After starting today's session on a negative note Indian indices are still languishing in the red. Other key Asian markets are in the red as well with Nikkei (down 1.7%) leading the pack of losers. Currently heavyweights in the Sensex are trading flat with stocks from FMCG and IT space leading the losers. However, stocks from consumer goods and realty space are enjoying investor interest.
Currently, the BSE-Sensex is trading down by around 28 points, while the NSE-Nifty is down by about 5 points. Buying interest is also muted amongst the mid and small cap stocks as the BSE-Midcap is trading flat while BSE-Smallcap is trading higher by 0.3%. The rupee is trading at 46.58 to the US dollar.

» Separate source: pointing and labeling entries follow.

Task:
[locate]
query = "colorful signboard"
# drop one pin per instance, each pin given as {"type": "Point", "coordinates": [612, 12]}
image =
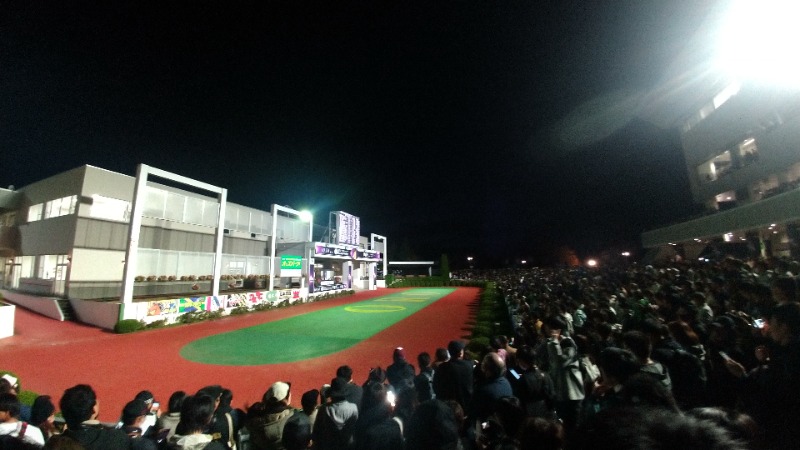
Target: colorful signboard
{"type": "Point", "coordinates": [348, 228]}
{"type": "Point", "coordinates": [338, 251]}
{"type": "Point", "coordinates": [291, 266]}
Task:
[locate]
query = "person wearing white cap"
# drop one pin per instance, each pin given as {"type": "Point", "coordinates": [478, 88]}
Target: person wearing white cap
{"type": "Point", "coordinates": [266, 419]}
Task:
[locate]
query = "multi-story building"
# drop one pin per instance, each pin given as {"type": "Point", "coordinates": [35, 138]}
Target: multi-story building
{"type": "Point", "coordinates": [70, 235]}
{"type": "Point", "coordinates": [741, 143]}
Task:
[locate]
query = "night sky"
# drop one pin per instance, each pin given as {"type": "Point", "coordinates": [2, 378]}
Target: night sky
{"type": "Point", "coordinates": [500, 130]}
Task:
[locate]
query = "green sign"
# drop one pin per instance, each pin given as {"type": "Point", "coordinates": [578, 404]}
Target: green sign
{"type": "Point", "coordinates": [291, 266]}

Capital goods stocks are trading mixed with Areva T&D and Reliance Industrial Infrastructure leading the gains. Praj Industries and Suzlon are facing selling pressure. Crompton Greaves recently announced that it is looking to bridge gaps in technology and markets through acquisitions. It may buy companies based on technological ability and customer outreach. It will be willing to spend upto US$ 1 bn for a deserving buy. The company is relatively debt free with a debt/equity ratio of 0.2 times. It will be able to raise funds easily based on its balance sheet strength. The company is looking specifically at technology involved in bulk transmission of electric power called High Voltage Direct Current or HVDC. According to a leading business daily, the company expects a 15-16% growth in Indian operations. The firm's order book stood at Rs 63 bn at the end of July 2010 and sees an uptick in orders in FY11. The company also plans to invest Rs 4-4.5 bn in capex in FY11. This will be used for scaling up capacity, improving quality, and employing better technology.

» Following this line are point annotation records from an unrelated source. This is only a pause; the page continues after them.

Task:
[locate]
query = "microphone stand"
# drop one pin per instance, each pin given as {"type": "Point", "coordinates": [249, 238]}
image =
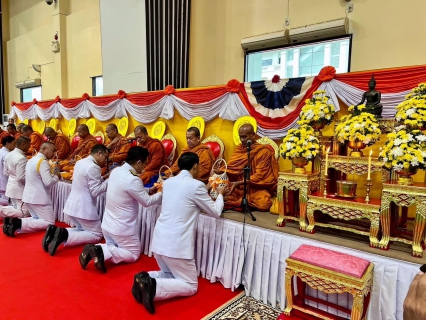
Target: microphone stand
{"type": "Point", "coordinates": [247, 170]}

Power stocks are trading mixed with GVK Power and Voltamp Transformers leading the gains. However,CESC and Tata Power are facing selling pressure. Gujarat Industrial Power Co Ltd (GIPCL) announced its 1QFY11 results recently. The company reported a flat sales performance during 1QFY11. The company's total power generation declined by 4% YoY, led by lower capacity utilization at two of its three plants – Vadodara Station II, and Surat Lignite Power Plant (SLPP). GIPCL reported an operating margin of 25.4% during 1QFY11. This was higher by 0.9% as compared to the margin in 1QFY10. This expansion in margins was brought about by lower fuel costs. These costs declined to 64.3% of sales in 1QFY11, from 66.8% in 1QFY10. Led by higher operating margins, and mainly due to a one-time tax credit, GIPCL's net profit grew by a strong 42% YoY during 1QFY11. The interest costs also came down by 26% YoY. Excluding the one-off tax credit of Rs 88 m during the quarter, the net profit growth stands at just around 12% YoY.